Is organic farming the boy in the bubble of agriculture?

In their opposition to GMOs, organic farmers point to the possible contamination of their crops. The use of the word contamination in itself is hyperbole and note the qualifier, possible. What they mean is cross-pollination, a less scary sounding word. Their vocabulary is full of maybescould happens, and what ifs?

Organic farmers seem to be feel everything modern is a threat to their crops and it doesn’t even have to be that modern. Conventional farming, large-scale farming, the Moops. Everything seems to be a threat organic farming including food safety rules.

 He and other organic farmers say stricter food-safety regulations, developed after a cluster of outbreaks of bacterial contamination in spinach and lettuce in 2006, threaten the principles upon which their farms are based.

If your principles are at odds with food safety, perhaps you might want to re-think your principles.

The Organic Seed Trade Association (OSGATA) lawsuit against Monsanto is a classic example of paranoid what if thinking.  They sued to have Monsanto promise not to sue organic farmers if their crops get contaminated from neighboring gmo fields. They admitted in court filings that it hasn’t happened yet, but it might happen. 

Monsanto, in response, offered up the reasoning that why would they sue someone who isn’t using, and has no use for their seeds?

Here is an aerial view of the lead plaintiff  Jim Gerritson’s, organic farm taken from their site. Where is this contamination going to come from? Is Monsanto going to fly over his farm in planes dropping seeds so they can sue him?

woodprairie

Last year, a federal court dismissed the suit. It is currently under appeal.

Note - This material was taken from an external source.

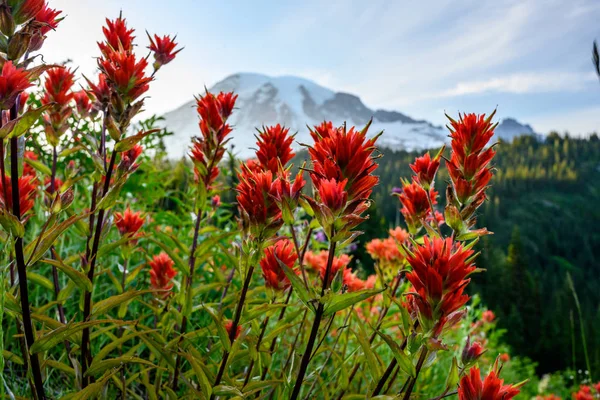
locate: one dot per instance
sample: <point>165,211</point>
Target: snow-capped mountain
<point>296,103</point>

The latest threat  to organic farms comes to us from Shoreham, Vermont.  Raj Bhatka, is a kind of unlikable guy who was fired from the Trump reality show The Apprentice and ran an unsuccessful campaign for Congress.  He built a rye whiskey bottling plant, Whistle Pig on some farmland and wants to start distilling his own rye whiskey and his organic farming neighbors are against it.  They, you guessed it, feel the distillery might be a threat to their crops.

WCAX.com reports:

Bhatka’s neighbors, George Gross and Barbara Wilson, who own a small organic berry farm called Solar Haven Farm, have voiced concerns about potential traffic, noise and black fungal growth or BFG, which can be produced from ethanol in the fermentation and whiskey-aging process.

“We believe the ethanol could be a potential source [my emphasis] of mold on our crop,” Gross said.

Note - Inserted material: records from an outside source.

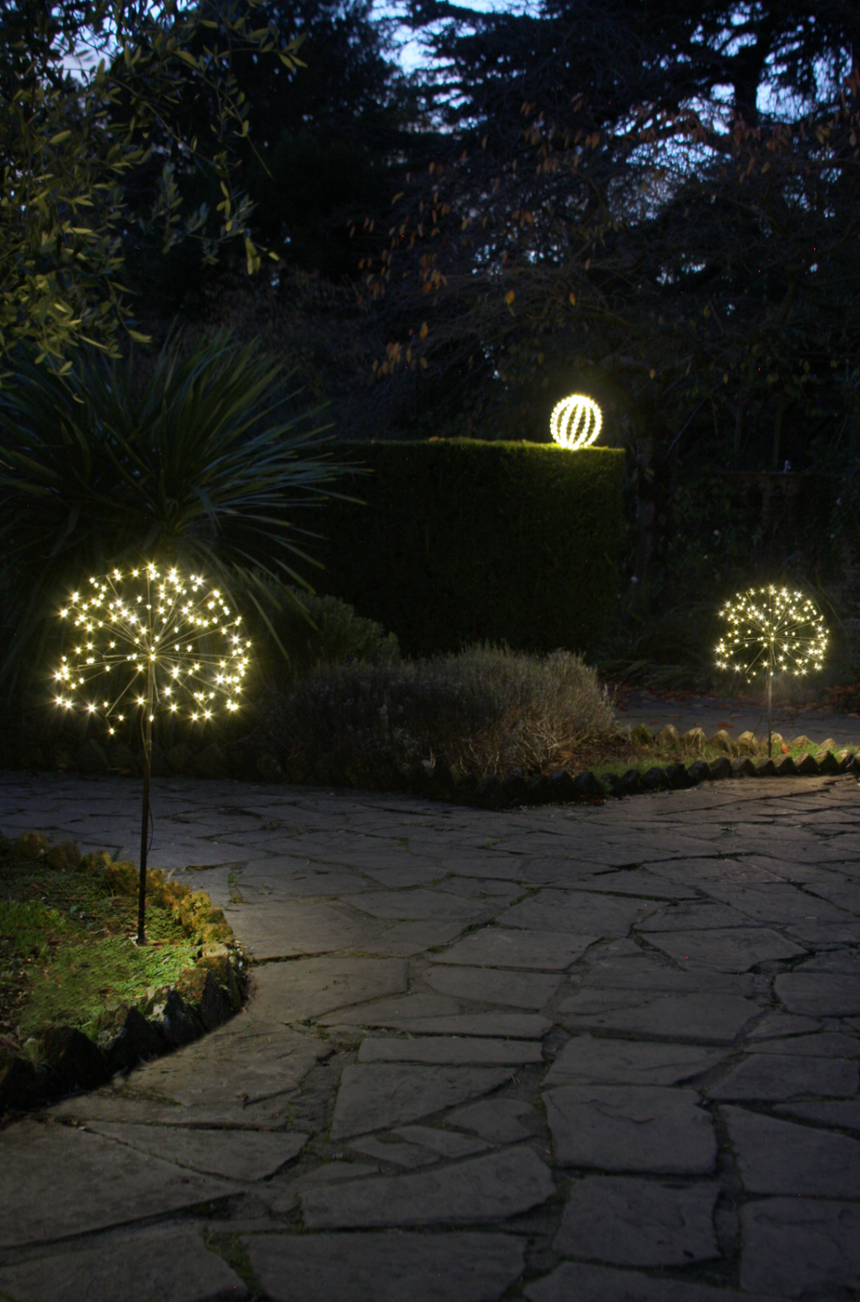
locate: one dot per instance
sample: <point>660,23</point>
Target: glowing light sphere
<point>147,639</point>
<point>575,422</point>
<point>772,630</point>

The article says that both sides have spent tens of thousands of dollars in this booze fueled fight. Bhatka says he’s not a rich guy and that “In an attempt to work through the rules, there are ample loopholes for malcontent and slightly insane neighbors with a budget to slow things down.”

His neighbors claim they are not trying to stop him just to ensure he follows the rules. George Gross claims they are not trying to queer his deal. “It’s not our intention to stop WhistlePig. We want them to be compliant with the law and respect the community and neighbors they have.”

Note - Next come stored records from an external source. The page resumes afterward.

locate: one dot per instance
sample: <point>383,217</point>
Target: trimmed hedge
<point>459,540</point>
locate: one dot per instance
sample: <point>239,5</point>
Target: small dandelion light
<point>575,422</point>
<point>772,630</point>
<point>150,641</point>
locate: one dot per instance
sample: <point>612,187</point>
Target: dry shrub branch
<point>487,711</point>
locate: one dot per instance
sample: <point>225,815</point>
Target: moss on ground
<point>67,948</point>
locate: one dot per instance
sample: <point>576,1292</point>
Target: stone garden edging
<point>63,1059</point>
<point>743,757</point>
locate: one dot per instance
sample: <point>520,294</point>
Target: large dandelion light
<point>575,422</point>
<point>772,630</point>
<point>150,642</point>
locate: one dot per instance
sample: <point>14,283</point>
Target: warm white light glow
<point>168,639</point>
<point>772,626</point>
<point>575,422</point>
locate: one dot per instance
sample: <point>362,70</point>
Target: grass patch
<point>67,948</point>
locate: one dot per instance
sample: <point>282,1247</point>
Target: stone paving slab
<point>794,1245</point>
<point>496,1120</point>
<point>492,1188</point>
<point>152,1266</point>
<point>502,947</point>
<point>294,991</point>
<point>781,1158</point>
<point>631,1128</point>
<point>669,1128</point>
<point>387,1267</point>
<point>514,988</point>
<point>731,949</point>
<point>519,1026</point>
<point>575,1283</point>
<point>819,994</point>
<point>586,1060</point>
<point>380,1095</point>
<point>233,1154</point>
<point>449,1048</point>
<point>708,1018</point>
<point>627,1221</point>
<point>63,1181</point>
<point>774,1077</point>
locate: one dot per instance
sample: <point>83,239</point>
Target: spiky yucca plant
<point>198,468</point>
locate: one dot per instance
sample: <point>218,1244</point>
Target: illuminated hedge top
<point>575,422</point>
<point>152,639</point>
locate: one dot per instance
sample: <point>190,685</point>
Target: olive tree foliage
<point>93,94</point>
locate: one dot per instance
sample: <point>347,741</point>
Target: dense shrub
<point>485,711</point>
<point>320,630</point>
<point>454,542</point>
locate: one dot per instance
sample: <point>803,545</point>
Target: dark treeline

When Gross refers to the community and neighbors, he is referring specifically to his farm. The town Selectmen have no problem with Bhatka. And seemingly, neither do most people in the area.

The aptly named Geoff Green, Environmental Commission coordinator for the area said, “Even a whiskey distillery can have potential big impacts on the environment and that’s what it’s all about.”

The angle the Gross’ are using is to claim that Bhatka’s business has been running for two years without a Act 250 permit which is required since his business is not considered a farm. According to state law, to be considered a farm, 50%  of the ingredients have to be grown on the farm. Since the state says the whiskey’s main ingredient is water they don’t qualify, even though they grow rye for their whiskey, organic rye no less.

Organic farming seems to be the Boy in the Bubble of agriculture. Organic farmers are always complaining about threats to their method of farming; and that’s what it is, a method. If organic farming is so fragile, how on earth do they think it is a viable and sustainable way of farming?

2 thoughts on “Is organic farming the boy in the bubble of agriculture?”

  1. Your concluding statement: if organic is so fragile, how on earth do they think it is a viable and sustainable way of farming, is brilliant. I’ve been thinking along those same lines, obviously, not quite as fluidly and well-written as you have. If everything and anything we do is a threat to organic farming, then surely, should our modern agriculture go out the window, nature herself would have her own scourges and pestilence to throw upon it!

  2. ‘If your principles are at odds with food safety, perhaps you might want to re-think your principles.’
    Bingo!! Try having a talk sometime with an organic afficionado about how the current monitoring of manure composting is a clear violation of the precautionary principle (you know, the one they expect everyone BUT THEM to follow.)